Ao longo desses 50 anos, fomos presenteadas pela presença da CESE em nossas comunidades. Nós somos testemunhas do quanto ela tem de companheirismo e solidariedade investidos em nossos territórios. E isso tem sido fundamental para que continuemos em luta e em defesa do nosso povo.
Parabéns à CESE pela resistência, pela forte ancestralidade, pelo fortalecimento e proteção aos povos quilombolas. Onde a política pública não chega, a CESE chega para amenizar os impactos e viabilizar a permanência das pessoas, das comunidades. Que isso seja cada vez mais potente, mais presente e que a gente encontre, junto à CESE, cada vez mais motivos para resistir e esperançar.

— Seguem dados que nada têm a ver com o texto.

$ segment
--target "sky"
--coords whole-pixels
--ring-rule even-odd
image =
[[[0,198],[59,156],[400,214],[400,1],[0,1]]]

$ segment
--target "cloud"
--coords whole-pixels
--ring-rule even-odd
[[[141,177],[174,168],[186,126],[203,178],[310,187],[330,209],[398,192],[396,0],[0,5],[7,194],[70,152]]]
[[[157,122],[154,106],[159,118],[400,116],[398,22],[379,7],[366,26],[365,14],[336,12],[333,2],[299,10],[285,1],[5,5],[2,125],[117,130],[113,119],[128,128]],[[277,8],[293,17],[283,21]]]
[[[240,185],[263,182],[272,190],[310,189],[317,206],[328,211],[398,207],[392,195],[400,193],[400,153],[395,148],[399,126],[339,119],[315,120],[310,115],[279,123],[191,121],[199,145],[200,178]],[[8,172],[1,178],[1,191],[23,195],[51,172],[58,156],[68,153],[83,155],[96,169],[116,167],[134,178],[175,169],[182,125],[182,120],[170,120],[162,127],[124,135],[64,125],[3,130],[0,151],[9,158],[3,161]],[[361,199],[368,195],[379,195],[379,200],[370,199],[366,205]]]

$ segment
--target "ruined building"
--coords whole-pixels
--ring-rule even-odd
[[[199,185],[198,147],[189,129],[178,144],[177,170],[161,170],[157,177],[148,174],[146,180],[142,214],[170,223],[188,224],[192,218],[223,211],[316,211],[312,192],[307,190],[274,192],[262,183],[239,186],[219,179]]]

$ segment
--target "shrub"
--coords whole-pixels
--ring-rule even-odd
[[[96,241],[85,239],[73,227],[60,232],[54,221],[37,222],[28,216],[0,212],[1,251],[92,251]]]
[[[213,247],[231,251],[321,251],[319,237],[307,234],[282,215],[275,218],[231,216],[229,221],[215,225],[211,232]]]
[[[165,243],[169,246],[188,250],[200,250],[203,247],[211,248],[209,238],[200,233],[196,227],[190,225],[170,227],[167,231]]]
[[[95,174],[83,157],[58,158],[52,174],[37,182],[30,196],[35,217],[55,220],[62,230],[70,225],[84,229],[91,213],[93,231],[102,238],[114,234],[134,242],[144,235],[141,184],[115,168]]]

A luta antirracista é o grande mote das nossas ações que tem um dos principais objetivos o enfrentamento ao racismo religioso e a violência, que tem sido crescente no estado do Maranhão. Por tanto, a parceria com a CESE nos proporciona a construção de estratégias políticas e de ações em redes, nos apoia na articulação com parcerias que de fato promovam incidência nas políticas públicas, proposições institucionais de enfrentamento a esse racismo religioso que tem gerado muita violência. A CESE nos desafia na superação do racismo institucional, como o grande vetor de inviabilização e da violência contra as religiões de matrizes africanas.
A gente tem uma associação do meu povo, Karipuna, na Terra Indígena Uaçá. Por muito tempo a nossa organização ficou inadimplente, sem poder atuar com nosso povo. Mas, conseguimos acessar o recurso da CESE para fortalecer organização indígena e estruturar a associação e reorganizá-la. Hoje orgulhosamente e muito emocionada digo que fazemos a Assembleia do Povo Karipuna realizada por nós indígenas, gerindo nosso próprio recurso. Atualmente temos uma diretoria toda indígena, conseguimos captar recursos e acessar outros projetos. E isso tudo só foi possível por causa da parceria com a CESE.
Eu preciso de recursos para fazer a luta. Somos descendentes de grupos muito criativos, africanos e indígenas. Somos na maioria compostos por mulheres. E a formação em Mobilização de Recursos promovida pela CESE acaba nos dando autonomia, se assim compartilharmos dentro do nosso território.
Conheço a CESE desde 1990, através da Federação de Órgãos para Assistência Social (FASE) no apoio a grupos de juventude e de mulheres. Nesse sentido, foi uma organização absolutamente importante. E hoje, na função de diretor do Programa País da Heks no Brasil, poder apoiar os projetos da CESE é uma satisfação muito grande e um investimento que tenho certeza que é um dos melhores.